出生率とは、人口1000人あたりの子供の生まれた人数です。
2015年は、全国平均が「8.0人」となっており、もっとも高かったのが沖縄県の「11.9人」で、逆にもっとも低かったのが秋田県の「5.7人」でした。
(参考:厚生労働省の人口動態総覧より)
この出生率は、単純に高ければ人口増となる訳ではなく、人口1000人あたりの死亡人数を引いて、プラスになれば自然に人口が増加する言われています。
「出生率-死亡率=自然増加率」
このように自然増加率(しぜんぞうかりつ)というのを計算して、プラスになれば人口増となり、マイナスなら人口減と言われるのです。
ちなみに、2015年で自然増加率がプラスとなった都道府県は、「東京都」「愛知県」「滋賀県」「沖縄県」の1都3県のみで、
他の都道府県はすべてマイナスとなり、全国平均もマイナスとなっております。(参考:厚生労働省の人口動態総覧より)

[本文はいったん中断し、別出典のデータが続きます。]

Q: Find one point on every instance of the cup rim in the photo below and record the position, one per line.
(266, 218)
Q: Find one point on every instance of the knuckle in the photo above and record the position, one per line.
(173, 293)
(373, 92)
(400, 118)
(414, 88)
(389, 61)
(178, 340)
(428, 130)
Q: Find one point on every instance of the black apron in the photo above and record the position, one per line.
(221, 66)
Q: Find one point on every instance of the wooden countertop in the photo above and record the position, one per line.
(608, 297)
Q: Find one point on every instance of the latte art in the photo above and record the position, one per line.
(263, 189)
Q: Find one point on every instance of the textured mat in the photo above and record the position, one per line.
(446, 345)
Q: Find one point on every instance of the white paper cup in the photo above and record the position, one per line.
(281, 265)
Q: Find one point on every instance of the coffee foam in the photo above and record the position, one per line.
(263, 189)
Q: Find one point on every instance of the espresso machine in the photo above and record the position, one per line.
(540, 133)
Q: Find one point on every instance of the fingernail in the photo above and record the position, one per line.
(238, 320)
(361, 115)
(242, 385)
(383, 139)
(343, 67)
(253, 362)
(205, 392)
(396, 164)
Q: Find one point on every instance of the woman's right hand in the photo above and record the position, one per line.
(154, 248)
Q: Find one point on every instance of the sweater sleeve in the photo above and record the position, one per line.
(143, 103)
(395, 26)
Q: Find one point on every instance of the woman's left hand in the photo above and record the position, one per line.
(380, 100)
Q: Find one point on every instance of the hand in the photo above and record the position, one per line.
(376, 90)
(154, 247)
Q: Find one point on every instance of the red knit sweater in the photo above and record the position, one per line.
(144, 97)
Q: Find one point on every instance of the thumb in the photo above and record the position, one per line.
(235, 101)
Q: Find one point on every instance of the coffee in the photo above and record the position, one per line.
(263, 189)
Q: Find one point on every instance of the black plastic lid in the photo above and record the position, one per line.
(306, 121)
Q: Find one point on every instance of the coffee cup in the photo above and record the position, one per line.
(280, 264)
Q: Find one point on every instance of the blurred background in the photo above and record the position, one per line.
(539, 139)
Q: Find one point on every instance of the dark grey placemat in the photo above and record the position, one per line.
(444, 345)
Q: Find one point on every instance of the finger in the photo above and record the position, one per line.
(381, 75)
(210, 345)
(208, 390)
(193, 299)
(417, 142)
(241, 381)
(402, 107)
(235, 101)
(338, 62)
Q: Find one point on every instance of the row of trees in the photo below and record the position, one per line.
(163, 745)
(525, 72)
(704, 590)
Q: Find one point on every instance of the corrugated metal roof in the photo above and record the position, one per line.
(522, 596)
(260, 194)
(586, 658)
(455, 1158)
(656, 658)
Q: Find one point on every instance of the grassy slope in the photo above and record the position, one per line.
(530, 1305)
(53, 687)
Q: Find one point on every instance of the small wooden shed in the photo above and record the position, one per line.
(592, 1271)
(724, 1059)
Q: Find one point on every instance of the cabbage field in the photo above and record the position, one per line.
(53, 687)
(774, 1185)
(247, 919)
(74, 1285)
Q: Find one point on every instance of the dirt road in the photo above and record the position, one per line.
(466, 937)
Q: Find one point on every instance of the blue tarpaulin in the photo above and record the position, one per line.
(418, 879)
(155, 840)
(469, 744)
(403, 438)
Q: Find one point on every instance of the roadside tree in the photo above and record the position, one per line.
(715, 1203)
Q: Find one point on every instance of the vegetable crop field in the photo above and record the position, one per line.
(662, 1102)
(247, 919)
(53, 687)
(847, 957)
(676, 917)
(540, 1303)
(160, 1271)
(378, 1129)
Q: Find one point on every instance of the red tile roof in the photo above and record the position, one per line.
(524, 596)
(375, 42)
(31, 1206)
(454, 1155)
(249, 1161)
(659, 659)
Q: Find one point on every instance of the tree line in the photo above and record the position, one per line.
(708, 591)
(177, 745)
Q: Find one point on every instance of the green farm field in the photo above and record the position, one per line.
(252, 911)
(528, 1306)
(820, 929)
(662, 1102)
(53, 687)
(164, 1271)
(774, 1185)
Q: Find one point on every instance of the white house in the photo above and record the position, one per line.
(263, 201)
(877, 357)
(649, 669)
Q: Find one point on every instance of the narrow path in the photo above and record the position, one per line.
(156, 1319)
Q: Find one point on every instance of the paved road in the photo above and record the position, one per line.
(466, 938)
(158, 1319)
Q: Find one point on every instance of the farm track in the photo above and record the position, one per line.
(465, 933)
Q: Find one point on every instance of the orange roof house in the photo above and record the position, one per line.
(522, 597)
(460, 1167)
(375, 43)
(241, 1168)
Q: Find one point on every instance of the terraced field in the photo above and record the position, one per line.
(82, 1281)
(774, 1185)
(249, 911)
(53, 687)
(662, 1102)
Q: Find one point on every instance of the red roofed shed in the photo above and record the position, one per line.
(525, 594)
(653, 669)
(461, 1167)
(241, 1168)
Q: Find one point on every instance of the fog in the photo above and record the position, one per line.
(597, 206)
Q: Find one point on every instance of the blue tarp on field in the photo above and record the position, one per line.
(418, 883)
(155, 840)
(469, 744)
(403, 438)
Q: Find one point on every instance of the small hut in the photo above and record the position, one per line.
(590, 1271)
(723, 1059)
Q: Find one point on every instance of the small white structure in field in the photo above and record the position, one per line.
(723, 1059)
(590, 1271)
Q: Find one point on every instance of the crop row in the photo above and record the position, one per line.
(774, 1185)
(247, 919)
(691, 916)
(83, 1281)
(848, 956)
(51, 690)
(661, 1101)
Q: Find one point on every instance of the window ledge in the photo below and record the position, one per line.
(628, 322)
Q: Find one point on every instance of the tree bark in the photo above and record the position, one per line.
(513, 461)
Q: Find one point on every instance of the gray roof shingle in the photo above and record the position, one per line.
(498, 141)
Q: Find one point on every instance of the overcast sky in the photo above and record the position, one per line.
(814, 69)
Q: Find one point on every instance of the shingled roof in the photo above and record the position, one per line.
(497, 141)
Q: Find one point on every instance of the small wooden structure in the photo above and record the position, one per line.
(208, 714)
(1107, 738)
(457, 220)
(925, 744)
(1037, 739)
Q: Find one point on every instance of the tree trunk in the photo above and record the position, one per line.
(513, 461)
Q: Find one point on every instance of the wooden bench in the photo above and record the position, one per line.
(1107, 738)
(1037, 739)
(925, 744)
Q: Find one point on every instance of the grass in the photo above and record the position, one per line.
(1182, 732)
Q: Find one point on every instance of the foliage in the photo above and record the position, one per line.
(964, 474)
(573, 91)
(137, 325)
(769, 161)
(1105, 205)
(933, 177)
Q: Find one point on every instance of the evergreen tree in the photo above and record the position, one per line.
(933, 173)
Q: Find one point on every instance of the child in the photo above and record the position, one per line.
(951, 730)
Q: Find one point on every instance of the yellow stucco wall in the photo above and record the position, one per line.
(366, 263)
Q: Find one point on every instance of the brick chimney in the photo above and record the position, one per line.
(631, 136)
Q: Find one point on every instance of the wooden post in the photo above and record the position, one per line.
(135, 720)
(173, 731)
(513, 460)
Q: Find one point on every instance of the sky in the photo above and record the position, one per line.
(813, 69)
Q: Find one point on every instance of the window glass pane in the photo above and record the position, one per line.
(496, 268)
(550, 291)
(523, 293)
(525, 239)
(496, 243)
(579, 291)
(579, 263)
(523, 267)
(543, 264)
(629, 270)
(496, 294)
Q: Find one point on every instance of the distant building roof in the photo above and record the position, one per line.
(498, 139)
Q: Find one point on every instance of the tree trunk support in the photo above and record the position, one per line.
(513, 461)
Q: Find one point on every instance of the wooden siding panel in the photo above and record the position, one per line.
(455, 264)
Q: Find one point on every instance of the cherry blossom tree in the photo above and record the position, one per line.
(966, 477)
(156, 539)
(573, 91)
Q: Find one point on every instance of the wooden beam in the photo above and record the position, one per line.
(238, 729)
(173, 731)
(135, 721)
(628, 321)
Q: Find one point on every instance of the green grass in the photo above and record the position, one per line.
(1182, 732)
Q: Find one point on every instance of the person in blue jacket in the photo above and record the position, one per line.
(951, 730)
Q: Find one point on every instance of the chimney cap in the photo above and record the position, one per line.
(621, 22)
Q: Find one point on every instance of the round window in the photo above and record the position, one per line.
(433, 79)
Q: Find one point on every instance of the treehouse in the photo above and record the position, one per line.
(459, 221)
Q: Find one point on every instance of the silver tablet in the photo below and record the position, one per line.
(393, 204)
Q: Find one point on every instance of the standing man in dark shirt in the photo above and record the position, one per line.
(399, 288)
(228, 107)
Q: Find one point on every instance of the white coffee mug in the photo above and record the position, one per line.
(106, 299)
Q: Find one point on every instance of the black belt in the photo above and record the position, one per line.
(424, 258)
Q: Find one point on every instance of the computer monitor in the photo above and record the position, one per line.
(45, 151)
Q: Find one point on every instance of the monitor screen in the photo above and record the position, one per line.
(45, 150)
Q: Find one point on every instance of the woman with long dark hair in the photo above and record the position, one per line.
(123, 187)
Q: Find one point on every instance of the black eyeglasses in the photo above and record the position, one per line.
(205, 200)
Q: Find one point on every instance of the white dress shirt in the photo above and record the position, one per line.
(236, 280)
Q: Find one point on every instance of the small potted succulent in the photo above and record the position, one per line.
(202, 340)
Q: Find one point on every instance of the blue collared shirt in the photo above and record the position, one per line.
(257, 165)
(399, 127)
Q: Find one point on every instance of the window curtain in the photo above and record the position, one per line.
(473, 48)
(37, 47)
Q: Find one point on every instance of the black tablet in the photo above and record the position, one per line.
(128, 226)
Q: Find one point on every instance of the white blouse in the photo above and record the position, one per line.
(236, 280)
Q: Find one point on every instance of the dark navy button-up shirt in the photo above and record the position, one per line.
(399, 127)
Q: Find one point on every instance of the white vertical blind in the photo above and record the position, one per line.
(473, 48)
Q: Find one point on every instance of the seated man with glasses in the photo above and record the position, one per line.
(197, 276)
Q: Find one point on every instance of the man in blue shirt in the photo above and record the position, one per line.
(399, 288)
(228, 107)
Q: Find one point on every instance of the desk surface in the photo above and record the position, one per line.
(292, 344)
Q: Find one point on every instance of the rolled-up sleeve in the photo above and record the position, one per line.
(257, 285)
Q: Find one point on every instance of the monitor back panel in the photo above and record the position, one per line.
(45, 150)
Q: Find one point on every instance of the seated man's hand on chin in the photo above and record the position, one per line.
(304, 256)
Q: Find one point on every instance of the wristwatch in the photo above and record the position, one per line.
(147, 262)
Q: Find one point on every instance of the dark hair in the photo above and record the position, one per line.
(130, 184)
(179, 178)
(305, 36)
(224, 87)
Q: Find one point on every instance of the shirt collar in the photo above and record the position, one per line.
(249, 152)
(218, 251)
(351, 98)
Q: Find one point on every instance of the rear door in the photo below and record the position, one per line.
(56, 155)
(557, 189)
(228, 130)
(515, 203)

さて本題の「沖縄の出生率がなぜ高いのか?」についてですが、奥が深すぎて、1冊の新書が完成するので、かんたんにまとめてみました。
沖縄の出生率がなぜ高いのか? 奥が深すぎる!
沖縄の出生率についていろいろと調べていると、戦前、戦後の歴史まで、さかのぼらないといけませんが、それを徹底的に調査して分析したサイトを見つけました。
参考:「なぜ沖縄は子どもが多いか」馬居政幸の少子高齢・人口減少研究レポート
とても内容が濃くて文章が長いので、時間のある方は目を通してみてもいいと思います。
このサイトをかんたんに要約しますと、沖縄の出生率が上がっているのではなく、他の都道府県の出生率が下がった原因がたくさんあって今にいたるのです。
ではもう少し掘り下げて、3つにまとめました。
1、「1945年の終戦から、1949年の第一次ベビーブーム以降に、出生率が急激に下がる」
戦前から戦時中の日本は、“産めよ殖やせよ”などという合言葉を元に、子供を“よりたくさん作ること”が良いことだという風潮がものすごく濃い時代だったが、
戦後の日本は一変して、戦争をしない国に変わっていく中で、子育てに関して政府は“少なく産んでよく育てる”といった政策をおしすすめていったのです。

私が調べたところ、1948年に母体保護法(ぼたいほごほう)という、不妊手術や人口妊娠中絶に関する法律ができていて、それまで裏で行われた手術もこの時代から今にいたるのです。
2、「高度経済成長の時代には、男性の年収増加で専業主婦が憧れとなる」
1960年代から1970年代まで、いっきに日本は先進国と肩を並べるほどの成長をなしとげるのですが、この時代から夫は外で稼ぎ、妻は専業主婦となって家庭を守る、という文化ができあがります。
他にも、「集団就職」なる言葉が生まれるほど、都会にでて学び、そして会社のために働くという流れが加速していき、田舎で農家を継ぐという文化も、どんどん薄れていくのです。
(それは現在でもつづき、東北では深刻な過疎化と、少子高齢化がますます進んでいるのです。)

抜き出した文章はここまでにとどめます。